Nanti juga kalau aku lagi hamil aku bersyukur banget, aku pengennya anak pertama kita itu cowok. Biar kelak bisa lindungin adek-adeknya. Bilang sama Ibumu, jangan khawatir perkara cucu. Mau minta seberapa juga itu perkara yang tak susah. Kita kasih Ibumu dan Ibuku cucu yang pintar dan lucu-lucu. Aku juga berusaha buat nggak rewel, buat nggak ngidam yang aneh-aneh biar nggak nyusahin kamu dan kamu tetap bisa fokus sama kerjaanmu.

Ntar, kita sholat berjamaah ya, selesai sholat aku cium tangan kamu, kamu cium kening aku. Gini aja udah indah banget, gimana ntar di surga ya sayang.

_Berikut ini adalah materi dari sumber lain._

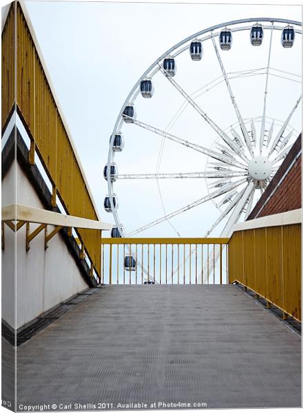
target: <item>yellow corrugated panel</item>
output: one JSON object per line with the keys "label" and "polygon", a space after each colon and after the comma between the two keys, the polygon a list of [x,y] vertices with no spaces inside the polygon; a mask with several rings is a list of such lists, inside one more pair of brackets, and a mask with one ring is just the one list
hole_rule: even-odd
{"label": "yellow corrugated panel", "polygon": [[35,62],[35,141],[52,180],[57,183],[57,107],[36,53]]}
{"label": "yellow corrugated panel", "polygon": [[20,7],[17,7],[17,105],[27,125],[34,134],[34,47]]}
{"label": "yellow corrugated panel", "polygon": [[254,289],[256,286],[254,268],[254,229],[243,231],[243,271],[246,285]]}
{"label": "yellow corrugated panel", "polygon": [[267,299],[283,307],[282,226],[267,228]]}
{"label": "yellow corrugated panel", "polygon": [[1,127],[14,104],[14,8],[12,3],[1,34]]}
{"label": "yellow corrugated panel", "polygon": [[283,228],[284,307],[289,314],[301,319],[300,224]]}
{"label": "yellow corrugated panel", "polygon": [[[12,7],[2,34],[2,64],[4,64],[2,73],[2,96],[4,103],[2,125],[14,103],[14,94],[12,92],[12,85],[14,85],[14,51],[11,50],[13,45],[10,45],[14,39],[12,10]],[[21,113],[21,119],[28,127],[40,159],[68,213],[96,220],[94,207],[80,167],[19,3],[17,17],[17,102]],[[12,77],[9,77],[8,73],[12,74]],[[98,233],[100,233],[99,235]],[[91,260],[100,273],[101,231],[80,231],[80,235]]]}
{"label": "yellow corrugated panel", "polygon": [[264,297],[267,294],[267,230],[258,228],[254,231],[254,273],[258,292]]}
{"label": "yellow corrugated panel", "polygon": [[229,279],[300,321],[300,224],[234,233],[229,242]]}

Doain aku biar bisa terus memantaskan diri menjadi orang yang pantas kamu sanding nantinya. Pantas menjadi Ibu bagi anak-anakmu dan pantas jadi menantu buat Ibu kamu. Sejauh ini aku masih belajar banyak buat masak, biar ntar kamu dan anak-anak betah di rumah. Aku juga masih belajar nyuci yang bener, biar kamu dan anak-anak selalu terlihat rapi. Belajar membersihkan dan menata ruangan, biar nanti pas kamu pulang kerja kamu nggak akan tambah capek karena melihat rumah yang kotor dan berantakan. Belajar menjadi dokter yang selalu siap siaga memberi pertolongan pertama saat keluarga kita sakit.

Aku nggak nuntut kamu pinter cari uang, kamu kasih barang-barang mewah dan mahal, ataupun hal-hal lainnya. Karena kewajiban mendampingi dan mendukung segala yang menjadi prioritas dan cita-citamu adalah kewajibanku. Jadi yang wajib ngasih support untuk suksesmu ya aku, kewajiban dukung segala hal yang menjadi tanggung jawabmu ya kewajibanku.

Tapi aku yakin kok kamu itu suami yang pinter agamanya, suami dan juga ayah yang bisa bikin aku dan anak kita selalu bangga punya kamu. Kita syukuri dan terima apa yang Allah takdirkan buat kita ya, ingetin aku kalau aku lupa bersyukur. Tegur aku jika aku memang bersalah. Lalui dari awal kita membuat komitmen sampai maut memisahkan kita. Niatin kita nikah karena Allah biar kita bahagia dunia akhirat.

Sayang, aku udah janji mau ngirim link blog ini kepada orang yang tertuju dalam surat ini.  Allah Always have good plans for us. Don’t Worry.